Mr Samuel Kofi Dzamesi, the Chief Executive Officer of the Bui Power Authority (BPA), the managers of the Bui Dam Hydro Power Generation Station (BGS) said the Authority had signed a Memorandum of Understanding (MoU) with the Chinese investors to build the factory.
Mr Dzamesi said the actual construction work on the factory would begin in June this year, and would be completed in 2024.
On completion, the factory would produce about 60,000 tonnes of sugar for export and domestic use.
Accordingly, the Authority had released about 13,000 acres of land to the Bui Sugar Limited, the investors’ company at Fawoman in the district, he explained, saying the company had already planted about 250 hectares of sugarcane to provide raw materials to feed the factory.
“In fact, under the MoU, the BPA is an equity holder,” Mr Dzamesi noted when he conducted Madam Justina Owusu-Banahene, the Bono Regional Minister around the project site at Fawoman, as part of the Minister’s two-day working visit to the Bui Dam site.
Accompanied by some members of the Bono Regional Security Council as well as some Municipal and District Chief Executives in the region, Madam Owusu-Banahene was at the site to get herself abreast with the operations of the 400 megawatts hydro-electric power generation dam.
Mr Dzamesi explained the project had created jobs for about 500 people in the area, saying the factory would create more than 5,000 indirect jobs to the local people.
Describing the project as another great national asset, which would open up the area for rapid economic growth, Mr Dzamesi expressed appreciation to President Nana Addo Dankwa Akufo-Addo, the Banda District Assembly and the local people for their support and cooperation.
He said that paved the way for construction to begin and thanked the traditional authorities in the area for their support and cooperation.
Mr Wet Hua, the Managing Director of the Bui Sugar Limited, said ploughing was still on-going for the company to cultivate more sugarcane to feed the factory.
He said the project had also constructed a dam and was building irrigation facilities to improve water supply and expand the sugarcane plantation.
Mr Hua lauded the relationship between the company and the BPA and the local people and expressed hope it would be strengthened for mutual benefit.

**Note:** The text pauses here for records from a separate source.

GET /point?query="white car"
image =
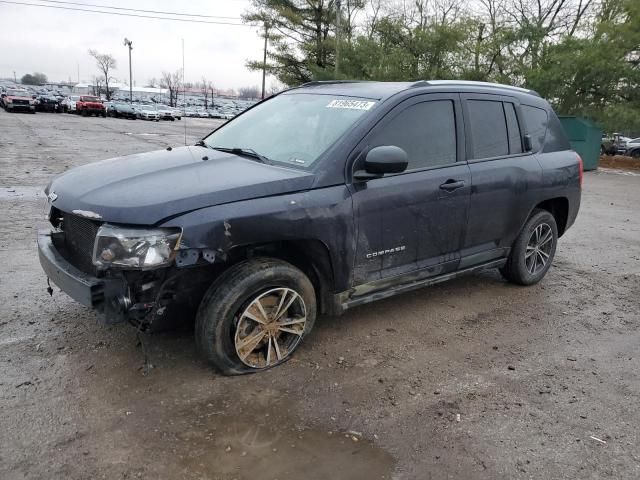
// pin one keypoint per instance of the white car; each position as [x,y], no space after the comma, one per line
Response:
[147,112]
[69,103]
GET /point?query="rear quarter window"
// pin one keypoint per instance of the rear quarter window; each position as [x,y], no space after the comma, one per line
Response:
[537,121]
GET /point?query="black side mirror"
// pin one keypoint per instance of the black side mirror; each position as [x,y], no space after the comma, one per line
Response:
[382,160]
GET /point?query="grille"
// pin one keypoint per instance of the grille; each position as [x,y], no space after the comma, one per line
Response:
[79,237]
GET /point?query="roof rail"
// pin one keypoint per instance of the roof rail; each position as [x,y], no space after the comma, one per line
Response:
[329,82]
[472,83]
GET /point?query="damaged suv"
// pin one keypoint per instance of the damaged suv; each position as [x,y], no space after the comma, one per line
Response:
[317,200]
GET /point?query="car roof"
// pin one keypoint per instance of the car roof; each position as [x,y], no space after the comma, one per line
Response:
[384,90]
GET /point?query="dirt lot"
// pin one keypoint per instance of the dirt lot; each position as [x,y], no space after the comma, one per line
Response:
[475,378]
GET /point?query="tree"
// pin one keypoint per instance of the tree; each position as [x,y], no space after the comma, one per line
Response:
[172,82]
[36,79]
[96,85]
[302,38]
[105,63]
[249,93]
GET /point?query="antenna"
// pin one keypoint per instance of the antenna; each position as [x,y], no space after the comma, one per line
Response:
[184,93]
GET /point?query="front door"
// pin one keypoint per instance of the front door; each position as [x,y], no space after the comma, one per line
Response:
[413,223]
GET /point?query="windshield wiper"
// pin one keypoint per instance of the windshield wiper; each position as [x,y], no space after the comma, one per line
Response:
[247,152]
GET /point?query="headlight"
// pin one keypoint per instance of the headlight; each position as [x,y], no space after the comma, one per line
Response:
[135,247]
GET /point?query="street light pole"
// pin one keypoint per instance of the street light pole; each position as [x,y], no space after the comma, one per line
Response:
[337,37]
[129,43]
[264,58]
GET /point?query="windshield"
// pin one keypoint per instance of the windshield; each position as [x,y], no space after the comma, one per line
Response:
[17,93]
[294,128]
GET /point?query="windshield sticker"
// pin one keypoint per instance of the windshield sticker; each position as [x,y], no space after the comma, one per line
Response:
[351,104]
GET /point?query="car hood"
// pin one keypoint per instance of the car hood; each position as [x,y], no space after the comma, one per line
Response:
[146,188]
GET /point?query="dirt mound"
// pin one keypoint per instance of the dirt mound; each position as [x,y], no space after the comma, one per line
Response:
[620,161]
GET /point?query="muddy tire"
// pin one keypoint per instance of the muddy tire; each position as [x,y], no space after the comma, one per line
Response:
[254,316]
[533,250]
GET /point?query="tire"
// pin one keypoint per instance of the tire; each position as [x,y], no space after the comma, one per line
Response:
[227,311]
[520,267]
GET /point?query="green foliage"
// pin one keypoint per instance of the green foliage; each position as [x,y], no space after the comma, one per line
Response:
[583,56]
[36,79]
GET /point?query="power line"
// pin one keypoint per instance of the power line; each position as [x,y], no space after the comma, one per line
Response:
[138,10]
[128,14]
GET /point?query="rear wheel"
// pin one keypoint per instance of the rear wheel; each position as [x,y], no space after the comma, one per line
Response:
[533,251]
[254,316]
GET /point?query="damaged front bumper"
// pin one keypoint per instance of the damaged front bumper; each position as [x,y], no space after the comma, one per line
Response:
[158,296]
[107,295]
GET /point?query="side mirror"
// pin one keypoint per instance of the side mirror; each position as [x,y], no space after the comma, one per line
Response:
[382,160]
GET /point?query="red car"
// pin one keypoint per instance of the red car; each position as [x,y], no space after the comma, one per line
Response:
[90,105]
[15,99]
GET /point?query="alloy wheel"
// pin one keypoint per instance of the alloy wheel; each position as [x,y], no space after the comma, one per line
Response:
[538,252]
[270,327]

Madam Owusu-Banahene said she was highly impressed about the project, and entreated the company to endeavour to employ more of the locals, saying, that would put a sense of ownership in the minds of the local people.
She said culture and tradition reflected the identity of the people and urged the Chinese workers to respect the culture and dignity of the locals to make their stay happy and comfortable in the enclave.
Mr Emmanuel Akoneh, the Banda District Chief Executive, said the area was among the poorest revenue generation districts in the country, saying the factory would help to improve on its revenue mobilization.
He mentioned perennial bushfires and influx of nomadic Fulani herdsmen and their cattle as some of the challenges confronting the district.
Mr Akoneh expressed worry that the unscrupulous activities of the nomads who left their animals to graze and destroyed people’s farms and crops threatened the security of the district, hence, the need to tackle it in a more proactive manner.
He also called on the traditional authorities and all stakeholders in the district to support the Assembly to strictly enforce the anti-bushfire bye-laws to stem the recurring fire outbreaks which had become an annual ritual in the area.